Significantly, the circumstance of U.S. citizenship prohibits an individual from using the residence tie break provision to be taxed by ONLY their country of residence. This prohibition is the result of typical treaty “saving clause” which allows U.S. residents (but NOT U.S. citizens) to be treated as residents of ONLY the country where they reside. U.S. citizens, who are tax residents of countries outside the U.S. are ALWAYS residents of BOTH the United States and their country of actual residence for income tax purposes.
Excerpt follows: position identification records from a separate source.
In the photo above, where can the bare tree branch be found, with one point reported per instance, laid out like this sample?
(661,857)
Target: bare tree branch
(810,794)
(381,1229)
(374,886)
This principle is found in Paragraph 4 of Article 1 of the 2016 U.S. Model Tax Treaty:
4. Except to the extent provided in paragraph 5 of this Article, this Convention shall not affect the taxation by a Contracting State of its residents (as determined under Article 4 (Resident)) and its citizens. Notwithstanding the other provisions of this Convention, a former citizen or former long-term resident of a Contracting State may be taxed in accordance with the laws of that Contracting State.
Notably Paragraph 5 does NOT allow U.S. citizens to be treated as nonresidents of the United States income tax purposes.
5. The provisions of paragraph 4 of this Article shall not affect:
a) the benefits conferred by a Contracting State under paragraph 3 of Article 7 (Business Profits), paragraph 2 of Article 9 (Associated Enterprises), paragraph 7 of Article 13 (Gains), subparagraph (b) of paragraph 1, paragraphs 2, 3 and 6 of Article 17 (Pensions, Social Security, Annuities, Alimony and Child Support), paragraph 3 of Article 18 (Pension Funds), and Articles 23 (Relief From Double Taxation), 24
(Non-Discrimination) and 25 (Mutual Agreement Procedure); andb) the benefits conferred by a Contracting State under paragraph 1 of Article 18 (Pension Funds), and Articles 19 (Government Service), 20 (Students and Trainees) and 27 (Members of Diplomatic Missions and Consular Posts), upon individuals who are neither citizens of, nor have been admitted for permanent residence in, that Contracting State.